5. Mr. Kabaka further urged that the two doctors’ reports supplemented each other since they confirmed that there was evidence of assault and that the hymen of the complainant was broken. That the prosecution’s case was proved beyond reasonable doubt because the applicant was found by PW5 in his house on the sofa naked, lying on top of the complainant and on checking the complainant found that she had been defiled. Finally the court ordered that the applicant be served with witness statements at his own expense before commencement of the trial.

6. The main issue for determination in an application such as the one before me is whether the appeal has overwhelming chances of success. If it does not then this Court would not grant bail pending appeal.  This principle found expression in the case of Mutua v Republic [1988] KLR 497, in which Platt, Apaloo JJA and Masime Ag JA held that:

“The test was whether there were exceptional or unusual circumstances, the most important ground being whether the appeal had overwhelming chances of being successful”.

I therefore perused the lower court record including the judgment of the trial court to establish whether the appeal could be said to have overwhelming chances of success.
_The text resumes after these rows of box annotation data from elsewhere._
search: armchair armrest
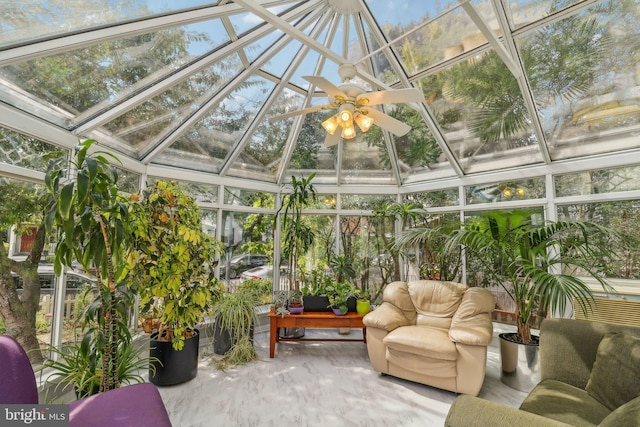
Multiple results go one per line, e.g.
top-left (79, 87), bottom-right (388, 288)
top-left (444, 395), bottom-right (570, 427)
top-left (362, 302), bottom-right (413, 332)
top-left (449, 288), bottom-right (495, 346)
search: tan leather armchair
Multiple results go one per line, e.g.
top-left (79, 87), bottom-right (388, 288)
top-left (363, 280), bottom-right (495, 396)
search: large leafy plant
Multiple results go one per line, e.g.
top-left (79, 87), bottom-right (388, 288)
top-left (45, 140), bottom-right (131, 391)
top-left (447, 210), bottom-right (615, 344)
top-left (127, 181), bottom-right (222, 350)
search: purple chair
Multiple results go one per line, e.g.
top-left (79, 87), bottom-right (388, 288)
top-left (0, 335), bottom-right (171, 427)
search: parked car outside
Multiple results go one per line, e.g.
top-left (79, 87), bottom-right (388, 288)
top-left (240, 265), bottom-right (273, 282)
top-left (223, 254), bottom-right (270, 279)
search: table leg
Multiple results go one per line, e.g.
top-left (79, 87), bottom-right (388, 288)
top-left (269, 317), bottom-right (278, 359)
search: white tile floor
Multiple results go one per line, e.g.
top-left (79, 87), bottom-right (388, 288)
top-left (160, 324), bottom-right (526, 427)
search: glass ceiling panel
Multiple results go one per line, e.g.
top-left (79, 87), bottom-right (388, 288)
top-left (0, 127), bottom-right (69, 172)
top-left (420, 50), bottom-right (542, 172)
top-left (338, 134), bottom-right (397, 185)
top-left (289, 50), bottom-right (320, 88)
top-left (104, 54), bottom-right (243, 155)
top-left (286, 104), bottom-right (337, 184)
top-left (0, 20), bottom-right (228, 128)
top-left (262, 40), bottom-right (302, 77)
top-left (153, 76), bottom-right (274, 173)
top-left (362, 20), bottom-right (400, 85)
top-left (363, 105), bottom-right (446, 183)
top-left (229, 89), bottom-right (304, 182)
top-left (504, 0), bottom-right (584, 29)
top-left (518, 0), bottom-right (640, 160)
top-left (228, 12), bottom-right (264, 36)
top-left (244, 31), bottom-right (288, 65)
top-left (392, 8), bottom-right (495, 75)
top-left (0, 0), bottom-right (217, 46)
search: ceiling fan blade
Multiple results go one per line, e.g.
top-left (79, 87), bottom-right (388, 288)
top-left (356, 88), bottom-right (424, 105)
top-left (302, 76), bottom-right (348, 99)
top-left (324, 130), bottom-right (340, 147)
top-left (362, 108), bottom-right (411, 136)
top-left (269, 105), bottom-right (336, 123)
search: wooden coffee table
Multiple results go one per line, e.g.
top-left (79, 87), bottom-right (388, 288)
top-left (269, 311), bottom-right (367, 359)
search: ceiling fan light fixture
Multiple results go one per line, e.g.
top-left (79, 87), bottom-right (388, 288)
top-left (322, 114), bottom-right (340, 135)
top-left (353, 112), bottom-right (373, 132)
top-left (340, 122), bottom-right (356, 139)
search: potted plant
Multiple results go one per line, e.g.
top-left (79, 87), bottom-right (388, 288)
top-left (327, 282), bottom-right (357, 316)
top-left (446, 210), bottom-right (615, 391)
top-left (287, 291), bottom-right (304, 314)
top-left (40, 335), bottom-right (155, 399)
top-left (45, 140), bottom-right (132, 391)
top-left (355, 289), bottom-right (371, 316)
top-left (127, 181), bottom-right (222, 385)
top-left (211, 283), bottom-right (264, 370)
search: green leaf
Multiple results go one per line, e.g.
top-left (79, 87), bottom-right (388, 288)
top-left (76, 170), bottom-right (90, 203)
top-left (58, 182), bottom-right (75, 221)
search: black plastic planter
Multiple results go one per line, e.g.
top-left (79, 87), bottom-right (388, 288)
top-left (149, 329), bottom-right (200, 386)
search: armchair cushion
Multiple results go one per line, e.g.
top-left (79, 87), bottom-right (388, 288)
top-left (362, 302), bottom-right (411, 332)
top-left (520, 379), bottom-right (611, 427)
top-left (382, 325), bottom-right (458, 360)
top-left (363, 280), bottom-right (494, 396)
top-left (586, 332), bottom-right (640, 411)
top-left (598, 396), bottom-right (640, 427)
7. In exercising my discretion, I bear in mind that when the applicant was convicted by a competent court he lost the presumption of innocence conferred on him by the Constitution and that during the hearing of the pending appeal the burden will be upon him to show the court that the conviction was wrong. - See the case of Isaack Tulicha Guyo vs. Republic, Court of Appeal, Nairobi Criminal Appeal No. 16 of 2010;

8. Solemn assertions by an applicant that he will not abscond if released, even if it is supported by sureties, is not sufficient ground for releasing a convicted person on bail pending appeal.  The previous good character of the applicant and the hardships, if any, facing him or his family are not exceptional or unusual factors either.  The intended appeal must in itself be shown to have overwhelming chances of success. See – the Court of Appeal decision in Dominic Karanja v Republic [1986] KLR pg. 612.

9. Without pre-empting the intended appeal I find that on the face thereof, it cannot be said that the appeal has overwhelming chances of success. There is also no overwhelming probability that the sentence will be served before the appeal is heard since the appellant was sentenced to 20 years imprisonment.

For the foregoing reasons, I find that the application before me is lacking in merit and decline to grant it.  The application is dismissed.

SIGNED DATEDandDELIVEREDin open court this23rd day of July 2014.